Lagonda Platen Press

Lagonda Platen Press
Lagonda Platen Press

This article from the British Printer, 1945.  I find the Lagonda interesting because of the unusual design — buried under item 4 is the idea that these machines could be sat side-by-side to print colour work: four machines one each for red, yellow, blue and black.  Perhaps an idea that, while excellent, came just as full-colour letterpress printing was being taken less seriously. A most important development in automatic platen printing presses, embodying several new mechanical features, is shortly to be presented to the trade. The “Lagonda” the name of the new machine, is being manufactured by the Lagonda Company, the world-famous automobile makers at Staines, Middx. This, their very first entrance into the field of printing engineering, was prompted by the wish of the directors to maintain their greatly augmented wartime staff in full post-war employment. With this determination in view, the Lagonda Company secured the services of Mr. F. J. Clarke, the well-known printing engineer, whose first design for them resulted in the production of the new auto-platen. The “Lagonda” is undergoing very exhaustive tests and immediately following their successful completion, the machine will go into general production with a view to marketing them comparatively early next year. We give below full details of the construction, range and performance of the “Lagonda” —

  1. The Impression. A full-size crown folio forme, 15 in. x 10 in. can be printed without throwing any extra strain on the machine. A very strong semi-steel platen and specially reinforced ribbed main casting. Micrometer adjustment of the impression is provided. The check action of the platen is controlled by electric solenoid and push-button by the operator. There are no levers to fiddle with. The type bed and platen are ground finish.
  2. Inking Mechanism. Every detail of the inking mechanism from ink duct to the forme roller has received very careful and scientific design. Double reciprocation for perfect milling of the ink is introduced so that the ink on the rollers is never in a stationary state. The ink drum carrying the supply to the forme rollers is not large enough in diameter to carry surplus unused portion, therefore virgin ink is always available.
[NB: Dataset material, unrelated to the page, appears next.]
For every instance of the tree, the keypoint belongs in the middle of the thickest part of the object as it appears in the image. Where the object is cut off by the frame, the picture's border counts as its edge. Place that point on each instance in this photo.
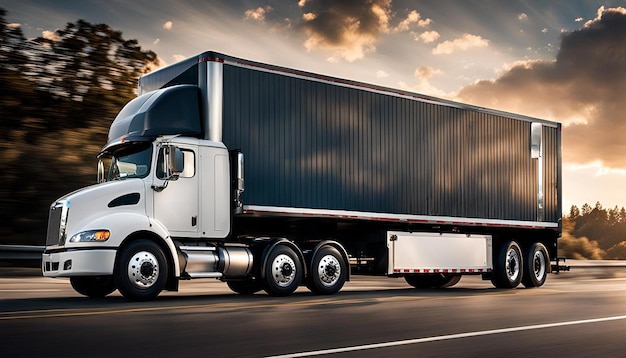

Runners on the ends of the forme rollers are V-shaped to prevent skidding over the forme, and the circumference of the forme rollers will carry sufficient ink to roll a full-size forme. Ink checking device is incorporated. All rollers on machine are covered with a dust cover which can be pushed back for cleaning.
  3. Feed and Delivery. This is entirely a new idea embodying a straight fine feed and delivery, both driven by one common member taking a sheet from the pile on the left side of the platen and delivering it on to the moving lays on the platen and after impression has taken place, the sheet is delivered by grippers from the forme to delivery table, at the right side of the platen. The main idea of this is to make one machine a unit of a multi-colour machine, several of which can be coupled up and operated by a master switch, four or more colours can then be printed at one loading. Many of the medium-size printers have felt the need for a two-colour machine of small size. The Lagonda auto-platen will give him the same result, and he can still use his two machines as separate units when desired. There are no cumbersome parts in front of the platen, the operator can get over his platen for make-ready.
  4. Main Drive. The machine is driven by electric motor and V belt, and provided with three speeds (standard equipment) or (variable speed control extra), the belts are moved by simple arrangement from larger to smaller V pulleys, all attached to the machine. Push buttons are used for operating the clutch and brake, these are conveniently placed both in front and back of machine on a control panel.
  5. Capacity of Work. From a visiting card to crown folio size, in thickness of stock varying from 7-lb. bank paper to 12-sheet board. Small formes of cutting and creasing can be done and a special steel plate provided to be secured to the platen surface. Spraying the printed sheet to prevent set-off can be supplied with each machine at small extra cost.
  6. Equipment. A full set of spanners and screwdrivers. Two chases, one full size and one card chase.  One set of clothed rollers and one set of stocks. Two sets of rubber suckers for use with thick card.
  7. Simple Operation. The aim has been to provide a first-class machine to run at very high speed of 5,500 prints per hour without vibration and with simplicity of operation. Any printer can operate this machine after a few minutes’ instruction. Service depots will be established in every district.

The incursion of the Lagonda Company into the field of printing engineering is not going to stop at the introduction of the auto-platen. We are informed that they have several projects in view, and from the long conversation we had with Mr. Clarke and two of his associates, much of it we regret “off the record” at this early stage — we gather that the company will be springing one or two more surprises on the printing industry before very long. The sole distributors of the “Lagonda” for this country and overseas are The Victory Kiddel: Printing Machine Co., Ltd., Clifford’s Inn, Fleet Street, London, E.C.4.